The vulnerability exists in the fact that, when a CBC encryption algorithms is used, SSLv3 does not cover padding with MAC (Message Authentication Code). Additionally (and this is the key), when there is an entire block of padding, SSLv3 checks only the last byte in the padding block. All other, previous bytes in that block are ignore and the value of the last byte must be equal to the block size (i.e. 15, when the block size is 16 bytes).
If an attacker wants to exploit this vulnerability, he first must perform the following actions:
- Successfully run a Man-in-the-Middle attack against the victim,
- Downgrade connection to SSLv3, if TLS is used as well, for example,
If the requirements above have been fulfilled, the attack is relatively simple, and the attacker must do the following:
- Position the byte he wants to recover as the last byte of a block. This is a critical requirement as we will see later.
- Copy that block as the last (padding) block.
Now the attacker uses the server as the oracle depending on messages received back. The server will try to decrypt the message and when decrypting the last block, due to the CBC encryption algorithm, after the decryption, the last byte will be XOR-ed with the last byte of the previous block. As we used an entire block of padding, the attacker knows that result of this process must be 15. In other words, if the decryption was successful, the attacker can obtain the plain text value of that byte since he can easily calculate it: the decrypted byte = 15 XOR (the last byte of the previous block).
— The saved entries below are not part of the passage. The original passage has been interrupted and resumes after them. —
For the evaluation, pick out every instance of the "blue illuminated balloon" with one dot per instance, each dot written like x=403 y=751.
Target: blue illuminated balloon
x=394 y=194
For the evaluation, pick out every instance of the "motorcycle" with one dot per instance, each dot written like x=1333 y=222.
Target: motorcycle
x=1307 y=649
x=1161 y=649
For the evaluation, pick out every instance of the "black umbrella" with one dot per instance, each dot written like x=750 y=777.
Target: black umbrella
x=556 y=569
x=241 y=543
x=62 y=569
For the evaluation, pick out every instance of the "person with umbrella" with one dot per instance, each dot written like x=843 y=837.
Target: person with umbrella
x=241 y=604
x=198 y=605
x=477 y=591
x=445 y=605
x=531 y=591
How does the attacker know if the decryption was successful? It’s simple: by observing network traffic from the server:
- If the decryption failed (and this means that the result was not 15), the attacker will see Alert Code 21, which means “Decryption failed” (the description says: Decryption of a TLSCiphertext record is decrypted in an invalid way: either it was not an even multiple of the block length or its padding values, when checked, were not correct. This message is always fatal.)
- If the decryption was successful, the attacker can decrypt the byte. The action that the request will cause does not really matter.
All the attacker needs to do now is cause the victim to issue multiple requests. In average – he will need 256 request to decrypt a single byte (but notice that it might take him much more – or less requests to do this). By causing the victim to issue arbitrary requests, the attacker decrypts his wanted data (usually a session cookie in web applications) byte by byte.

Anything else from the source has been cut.